(ABILENE, Texas) – Jose Canales knows the importance of Texas State Technical College’s Electrical Power and Controls program.
Canales, a member of the work management team for American Electric Power (AEP) Texas, graduated from the program and has moved his way up the company’s ladder during his 14-year career. Recently he spoke to current TSTC Electrical Power and Controls students about the opportunities available at AEP.
“TSTC lives among us here in Texas,” he said of the growing number of graduates who work for the company. “At AEP, we want to keep a good relationship with TSTC in order to continue to fill our employment needs.”
Students were able to tour AEP’s Abilene facility during the recent fall semester to see what would be expected of them if they were to be employed at AEP. Canales said the company has donated equipment to the program and plans to continue doing so in the future.
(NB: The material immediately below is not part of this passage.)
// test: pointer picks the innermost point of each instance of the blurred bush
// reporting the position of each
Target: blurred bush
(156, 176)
“We want to help TSTC as much as possible with training so the students will be prepared to come to work for us,” he said. “That is the reason why we like to donate equipment. It will be new equipment for students to train on, which is a great way to expand our workforce.”
The need for workers to fill entry-level positions, according to Canales, will grow over the next several years since many AEP employees are planning to retire.
“Right now, we have seven openings in the Abilene and San Angelo areas,” he said. “With retirements coming, we know we have to train people and get them ready to work.”
With AEP Texas’ 97,000-square-mile service area, Canales said graduates will have opportunities to transfer to different regions. The company serves 93 Texas counties and has more than 8,400 miles of transmission lines.
The job of a transmission line mechanic, according to Canales, is among the more demanding ones at the company.
“Their sole purpose is to protect the lines, which is the most valuable resource we have,” he said. “We have one of the largest transmission infrastructures in the United States, and people want to have their lights on.”
The transmission line mechanics are also the group that travels the most. Canales said many mechanics have helped in storm relief following hurricanes on the Texas coast and in Florida. They have also helped to restore power following tornadoes and other natural disasters.
“Being a transmission line mechanic is one of the hardest jobs out there,” he said. “It is also one of the most rewarding.”
AEP Texas also works to ensure that its safety record is maintained each day.
“We take pride in our training because that is what keeps our safety record good,” he said. “AEP wants each of its employees to be a success.”
Electrical and electronic engineering technologists and technicians can make an average salary of $63,260 in Texas, according to onetonline.org. The growth for the number of such positions in the state was projected to be 14% between 2020 and 2030, according to the website.
TSTC offers an Associate of Applied Science degree in Electrical Power and Controls in a hybrid format, combining virtual learning with in-person, hands-on lab work. In addition to the Abilene campus, TSTC’s campuses in Fort Bend County, North Texas and Waco offer the program.
Electrical Power and Controls is part of TSTC’s Money-Back Guarantee. If participating students do not find a job in their career field within six months after graduation, they will receive a refund of their tuition.